All this talk about Patty's fluid, graceful, inhuman, gliding motion, and now she tripped, or barfed, maybe while looking back again at Roger.
It's beyond gold now, it's platinum comedy.
Implying that a graceful person can’t trip or barf is irrational—in fact, a strawman. (There are probably YouTube videos of graceful athletes, and even cats, tripping and/or barfing.)
But wait! Patty stood still when she looked at Roger, according to Roger in the February 1968 version. Roger was filming her, and then she stopped and looked back at him. The clicking of the camera supposedly made her stop, right? This was early during the filming.
I don’t think it was that early in the filming, depending on what we mean by early. Patterson said that when she gave him a mean look, like an umpire saying approximately “one more word from you and you’re out of the game,” he stopped chasing her and fell to his knees, which is the beginning of the second phase of the the film, the relatively stable portion, with the log in front of him. So it occurred after frame 231 (233 by Munns’s count), which is about 2/9 of the way through the footage, which isn’t as early as the bending footage, at very roughly frame 180.
Patterson took his finger off the trigger twice between those two frames, per Munns, although the first time was very briefly, so the missing lookback could have occurred during the second period, or when his camera was flailing about as he chased her.
"She was just swinging along as the first part of my film shows but, all of a sudden, she just stopped dead and looked around at me. She wasn't scared a bit. Fact is, I don't think she was scared of me, and the only thing I can think of is that the clicking of my camera was new to her." RP, Argosy 2/68.
But the clicking might not have been ongoing at the point she first looked back. She might have been curious why the clicking
stopped.
Maybe the sudden stop made her stumble?
No, more likely it was looking back at Patterson that made her lose track of the ground ahead of her.
(Where is that clip where Patty stops and looks back, he asked again, without hope.)

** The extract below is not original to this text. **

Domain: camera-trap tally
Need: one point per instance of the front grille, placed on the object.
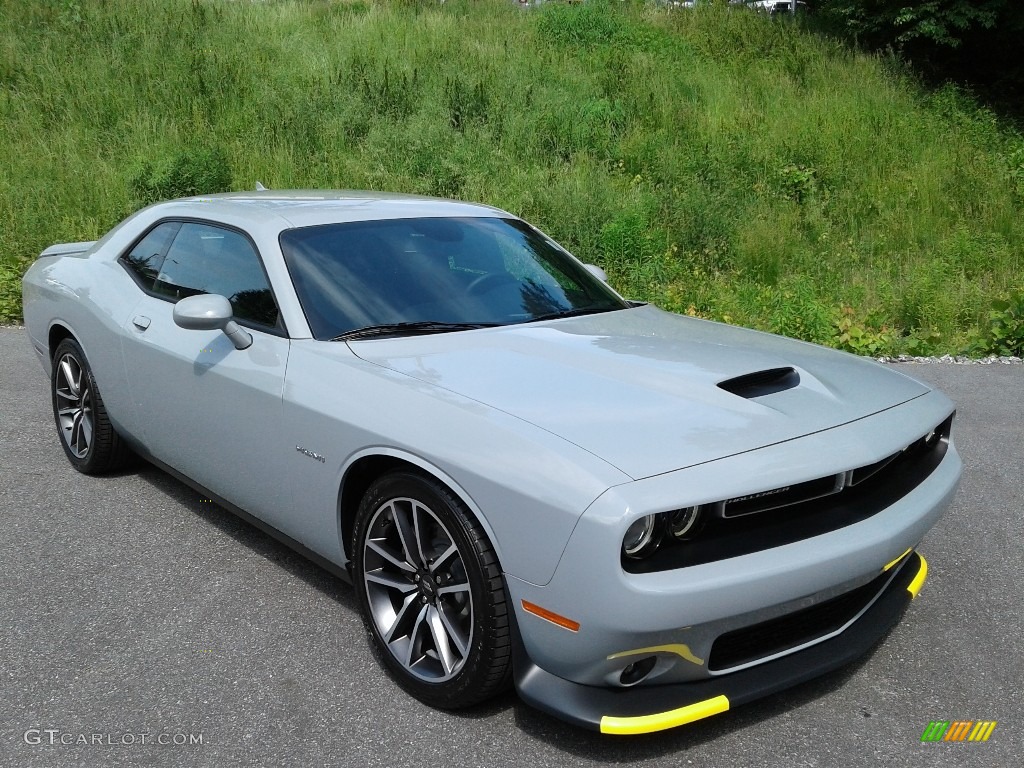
(778, 516)
(781, 634)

I think it could have been in the blurred footage while flailing, or the trigger-off footage. Or maybe the bending footage is what Patterson meant, although he continued his pursuit for longer than he said. It wouldn’t be the first time he sexed-up his story (presumably for the Hollywood version he hoped would follow).
(Re sexing up: I interviewed John Ballard (TMoB, pp. 227–38) in 2012. He told me he met Patterson, a near-neighbor and close friend, on Sunday, October 22. He asked Patterson why he was limping, and Patterson said that his horse had bolted while he had one foot in a stirrup while dismounting, and his foot had been jerked forward for while, with him attached, before it worked loose. In other words, he knowingly sexed up his tale for the public with his horse-falling-on-him baloney, again presumably with Hollywood in mind. You heard it first here, folks.)
(BTW, since Gimlin disclaimed the falling-horse fantasy, that counts, if anyone is keeping score, as evidence against a hoax in which Patterson and Gimlin were collaborators.)
PS: Hmmm, in light of Patterson’s sexing up elsewhere, I wonder if his threatening-first-lookback version in close-conjunction with his falling to his knees was also embroidery for Hollywood.
I believe that Gimlin said Patty looked back twice, but he could have been referring to the lookback in the the first stumble frames. If so, my pointing out Patty’s in-profile head and eye-in-view counts as a “find,”—if no-one else has found it first. (It’s probable that someone else has.)